Jho Institute for Minimally Invasive Neurosurgery Department of Neuroendoscopy
Glossopharyngeal Neuralgia surgery: Dr. Jho's Endoscopic Microvascular Decompression Surgery, Glossopharyngeal Nerve Surgery
Dr. Jho's Microvascular Decompression of the Glossopharyngeal Nerve, Minimally Invasive Glossopharyngeal Nerve Surgery
Professor & Chair, Department of Neuroendoscopy
Jho Institute for Minimally Invasive Neurosurgery
Having worked for approximately 20 years with Professor Jannetta (who pioneered the development of various Jannetta procedures for microvascular decompression), Dr. Jho has developed minimally invasive endoscopic microvascular decompression surgery for glossopharyngeal neuralgia and neurovascular compression syndromes of other cranial nerves. Microvascular decompression surgery was originally pioneered by Professor Jannetta, who has spent his entire neurosurgery career exploring various neurovascular compression syndromes.
Microvascular decompression is a surgical treatment for cranial nerve disorders such as trigeminal neuralgia, hemifacial spasm, vertigo, tinnitus, glossopharyngeal neuralgia, and spasmodic torticollis. Microvascular decompression (which consists of placement of small synthetic sponges between the compressing blood vessels and the affected cranial nerves) carries a good chance of relieving the symptoms associated with these disorders.

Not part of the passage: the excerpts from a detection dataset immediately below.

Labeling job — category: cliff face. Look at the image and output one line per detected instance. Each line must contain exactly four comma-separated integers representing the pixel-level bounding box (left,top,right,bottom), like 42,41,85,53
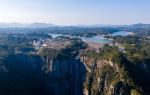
81,53,140,95
42,50,85,95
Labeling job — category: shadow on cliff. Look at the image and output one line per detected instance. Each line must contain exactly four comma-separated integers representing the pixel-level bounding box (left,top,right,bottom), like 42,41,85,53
124,58,150,95
44,56,86,95
0,54,43,95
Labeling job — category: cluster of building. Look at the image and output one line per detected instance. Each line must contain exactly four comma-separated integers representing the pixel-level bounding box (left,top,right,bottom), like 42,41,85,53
33,38,71,50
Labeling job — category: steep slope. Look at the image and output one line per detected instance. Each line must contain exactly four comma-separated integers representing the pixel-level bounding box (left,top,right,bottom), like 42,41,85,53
81,47,141,95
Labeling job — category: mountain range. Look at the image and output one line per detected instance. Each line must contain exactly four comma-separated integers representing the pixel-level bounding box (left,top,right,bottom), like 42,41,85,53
0,23,150,28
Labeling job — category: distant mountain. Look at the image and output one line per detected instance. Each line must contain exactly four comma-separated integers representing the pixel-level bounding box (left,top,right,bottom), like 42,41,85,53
0,23,150,28
131,23,150,28
0,23,56,28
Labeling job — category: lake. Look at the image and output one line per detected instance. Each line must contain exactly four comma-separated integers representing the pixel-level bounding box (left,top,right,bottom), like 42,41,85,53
50,34,112,43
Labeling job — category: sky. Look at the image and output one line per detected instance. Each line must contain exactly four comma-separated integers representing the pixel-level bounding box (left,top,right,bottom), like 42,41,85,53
0,0,150,25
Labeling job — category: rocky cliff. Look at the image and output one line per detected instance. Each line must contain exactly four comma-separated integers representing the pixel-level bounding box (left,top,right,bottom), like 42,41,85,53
39,49,85,95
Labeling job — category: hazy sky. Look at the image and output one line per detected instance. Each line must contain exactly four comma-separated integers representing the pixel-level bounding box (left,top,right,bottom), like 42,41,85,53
0,0,150,25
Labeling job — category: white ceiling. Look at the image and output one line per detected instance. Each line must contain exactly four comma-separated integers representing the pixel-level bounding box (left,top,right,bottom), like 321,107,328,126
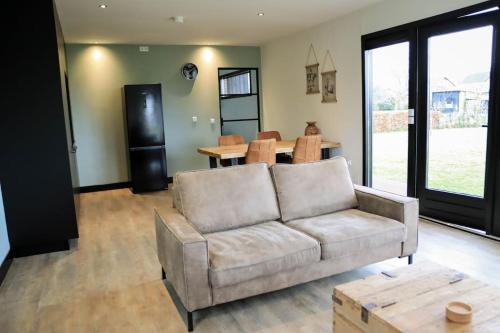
56,0,380,45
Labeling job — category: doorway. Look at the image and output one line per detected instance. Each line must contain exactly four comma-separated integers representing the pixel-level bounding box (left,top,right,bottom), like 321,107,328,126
218,68,260,142
362,2,500,234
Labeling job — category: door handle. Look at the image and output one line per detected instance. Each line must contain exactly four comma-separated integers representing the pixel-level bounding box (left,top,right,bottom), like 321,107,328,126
408,109,415,125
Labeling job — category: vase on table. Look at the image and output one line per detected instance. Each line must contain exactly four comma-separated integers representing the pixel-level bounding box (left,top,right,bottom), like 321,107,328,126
304,121,319,135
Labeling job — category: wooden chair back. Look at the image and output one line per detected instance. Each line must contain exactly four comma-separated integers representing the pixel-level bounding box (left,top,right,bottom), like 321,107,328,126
219,134,245,146
257,131,281,141
245,139,276,166
292,135,321,164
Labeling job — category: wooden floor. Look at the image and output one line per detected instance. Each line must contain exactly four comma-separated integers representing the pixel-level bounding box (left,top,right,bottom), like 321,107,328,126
0,190,500,333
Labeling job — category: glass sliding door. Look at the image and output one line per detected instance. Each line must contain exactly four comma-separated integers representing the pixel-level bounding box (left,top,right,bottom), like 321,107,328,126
362,1,500,236
426,26,493,198
418,16,496,230
364,38,414,196
219,68,260,142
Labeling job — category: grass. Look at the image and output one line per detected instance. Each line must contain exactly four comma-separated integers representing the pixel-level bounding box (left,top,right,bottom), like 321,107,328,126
373,128,486,197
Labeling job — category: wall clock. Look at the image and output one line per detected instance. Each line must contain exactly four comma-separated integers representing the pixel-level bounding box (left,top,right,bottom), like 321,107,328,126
181,63,198,80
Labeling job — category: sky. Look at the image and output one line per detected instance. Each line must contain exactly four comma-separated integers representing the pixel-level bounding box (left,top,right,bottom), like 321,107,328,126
368,26,493,90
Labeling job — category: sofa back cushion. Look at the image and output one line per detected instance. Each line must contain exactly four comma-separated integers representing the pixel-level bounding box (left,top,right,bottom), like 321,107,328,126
271,157,358,222
175,163,280,233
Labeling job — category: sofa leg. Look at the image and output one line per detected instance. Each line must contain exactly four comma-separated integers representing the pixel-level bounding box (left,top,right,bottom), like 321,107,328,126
187,311,193,332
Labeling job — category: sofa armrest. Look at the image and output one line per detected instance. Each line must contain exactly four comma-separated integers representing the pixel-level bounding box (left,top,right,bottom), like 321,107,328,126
155,210,212,311
354,185,419,257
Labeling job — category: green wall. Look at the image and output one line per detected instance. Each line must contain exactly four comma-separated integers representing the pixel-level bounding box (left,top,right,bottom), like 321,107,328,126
66,44,260,186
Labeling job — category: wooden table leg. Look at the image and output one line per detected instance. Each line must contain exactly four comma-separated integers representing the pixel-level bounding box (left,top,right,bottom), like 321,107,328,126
208,156,217,169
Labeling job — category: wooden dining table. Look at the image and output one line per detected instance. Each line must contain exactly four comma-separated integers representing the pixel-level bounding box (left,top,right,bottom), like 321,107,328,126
198,140,340,168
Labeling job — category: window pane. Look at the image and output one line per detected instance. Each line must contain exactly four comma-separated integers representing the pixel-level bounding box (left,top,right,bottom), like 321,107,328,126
365,42,410,195
426,26,493,197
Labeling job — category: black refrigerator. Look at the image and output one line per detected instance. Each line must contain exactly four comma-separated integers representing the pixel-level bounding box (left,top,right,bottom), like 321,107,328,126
124,84,168,193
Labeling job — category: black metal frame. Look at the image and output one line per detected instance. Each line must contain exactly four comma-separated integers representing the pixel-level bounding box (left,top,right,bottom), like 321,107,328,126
362,29,417,197
361,0,500,235
417,12,498,230
217,67,261,135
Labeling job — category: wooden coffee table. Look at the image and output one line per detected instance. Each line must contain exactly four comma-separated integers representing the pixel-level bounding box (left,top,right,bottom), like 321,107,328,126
333,262,500,333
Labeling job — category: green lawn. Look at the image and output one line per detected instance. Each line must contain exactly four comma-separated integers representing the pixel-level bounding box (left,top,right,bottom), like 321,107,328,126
373,128,486,196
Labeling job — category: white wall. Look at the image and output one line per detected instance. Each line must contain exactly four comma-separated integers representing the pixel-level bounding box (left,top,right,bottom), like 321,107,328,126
66,44,260,186
261,0,482,183
0,187,10,265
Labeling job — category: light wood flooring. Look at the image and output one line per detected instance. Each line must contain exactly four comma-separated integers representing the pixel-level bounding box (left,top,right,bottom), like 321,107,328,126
0,190,500,333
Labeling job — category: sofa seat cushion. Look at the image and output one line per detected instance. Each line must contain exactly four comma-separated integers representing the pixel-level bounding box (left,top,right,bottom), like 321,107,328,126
204,221,321,288
271,157,358,222
286,209,406,260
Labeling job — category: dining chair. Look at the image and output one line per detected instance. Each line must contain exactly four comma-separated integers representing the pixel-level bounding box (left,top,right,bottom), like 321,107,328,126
292,135,321,164
245,139,276,166
219,134,245,167
257,131,281,141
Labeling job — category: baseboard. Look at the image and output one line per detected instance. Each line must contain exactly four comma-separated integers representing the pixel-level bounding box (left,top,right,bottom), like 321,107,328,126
11,240,69,258
78,177,173,193
0,251,13,286
78,182,131,193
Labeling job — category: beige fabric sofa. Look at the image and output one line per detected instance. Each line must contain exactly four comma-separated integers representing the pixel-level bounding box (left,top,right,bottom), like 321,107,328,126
155,157,418,331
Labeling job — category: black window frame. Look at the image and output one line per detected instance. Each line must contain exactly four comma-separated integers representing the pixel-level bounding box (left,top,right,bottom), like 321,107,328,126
361,0,500,236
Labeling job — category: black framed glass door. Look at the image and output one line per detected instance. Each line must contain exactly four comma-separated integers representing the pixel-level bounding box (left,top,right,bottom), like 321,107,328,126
417,14,497,230
362,0,500,236
363,31,416,196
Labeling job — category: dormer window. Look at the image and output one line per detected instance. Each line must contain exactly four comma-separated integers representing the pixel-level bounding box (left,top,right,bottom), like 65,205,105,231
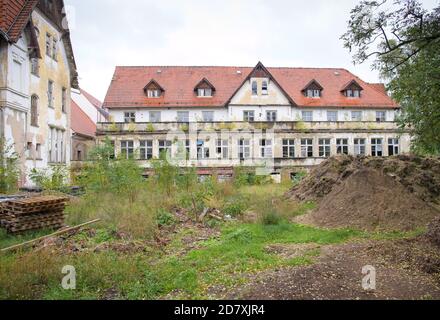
144,80,165,98
194,78,215,98
302,79,324,98
261,81,269,96
341,80,363,98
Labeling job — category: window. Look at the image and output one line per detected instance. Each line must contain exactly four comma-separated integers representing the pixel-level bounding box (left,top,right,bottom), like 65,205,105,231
371,139,383,157
124,112,136,123
252,81,258,96
197,88,212,97
243,111,255,122
260,139,273,158
261,80,269,96
238,139,251,160
31,58,40,77
336,139,348,154
266,111,277,122
61,88,67,112
147,89,162,98
283,139,295,159
159,140,172,157
345,89,361,98
217,139,229,160
121,140,134,159
150,111,161,122
388,138,400,156
376,111,386,122
306,89,321,98
197,140,209,160
177,111,189,122
301,139,313,158
351,111,362,121
327,111,338,122
31,95,38,127
301,111,313,122
52,37,58,61
46,33,52,57
319,139,331,158
47,80,53,108
354,139,366,156
139,140,153,160
202,111,214,122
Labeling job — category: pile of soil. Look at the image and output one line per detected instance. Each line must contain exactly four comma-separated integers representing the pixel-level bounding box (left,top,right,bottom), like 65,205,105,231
289,156,440,231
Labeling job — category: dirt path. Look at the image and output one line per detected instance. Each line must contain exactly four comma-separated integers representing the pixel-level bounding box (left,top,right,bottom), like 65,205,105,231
228,240,440,300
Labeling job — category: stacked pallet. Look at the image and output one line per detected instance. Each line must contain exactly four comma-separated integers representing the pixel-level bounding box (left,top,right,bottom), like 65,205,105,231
0,196,68,233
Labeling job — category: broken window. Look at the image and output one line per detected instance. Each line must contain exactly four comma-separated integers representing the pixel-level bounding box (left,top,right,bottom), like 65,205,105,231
31,95,38,127
243,111,255,122
327,111,338,122
376,111,386,122
351,111,362,121
217,139,229,159
301,139,313,158
197,140,209,160
371,138,383,157
266,111,277,122
319,139,331,158
283,139,295,159
238,139,251,160
336,139,348,154
124,112,136,123
354,139,366,156
177,111,189,122
388,138,400,156
139,140,153,160
121,140,134,159
159,140,172,157
260,139,273,158
301,111,313,122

When blood vessels cross and compress cranial nerves, various characteristic symptoms develop depending upon which cranial nerves are compressed. Trigeminal neuralgia develops by blood vessel compression of the trigeminal nerve, hemifacial spasm by compression of the facial nerve, intractable positional vertigo by compression of the vestibular nerve, tinnitus by compression of the cochlear nerve, glossopharyngeal neuralgia by compression on the glossopharyngeal nerve, and spasmodic torticollis by pressure on the spinal accessory nerve and upper cervical nerves. Cranial nerve surgery is done through a small skull opening behind the ear and is referred to as retromastoid craniectomy. Skin incisions are usually only two inches in length.
Figure 1. An arterial loop (PICA) is progressively decompressed with Teflon placement in a patient with glossopharyngeal neuralgia (A). Teflon placement can be seen at the completion of microvascular decompression of the ninth and tenth cranial nerves (B).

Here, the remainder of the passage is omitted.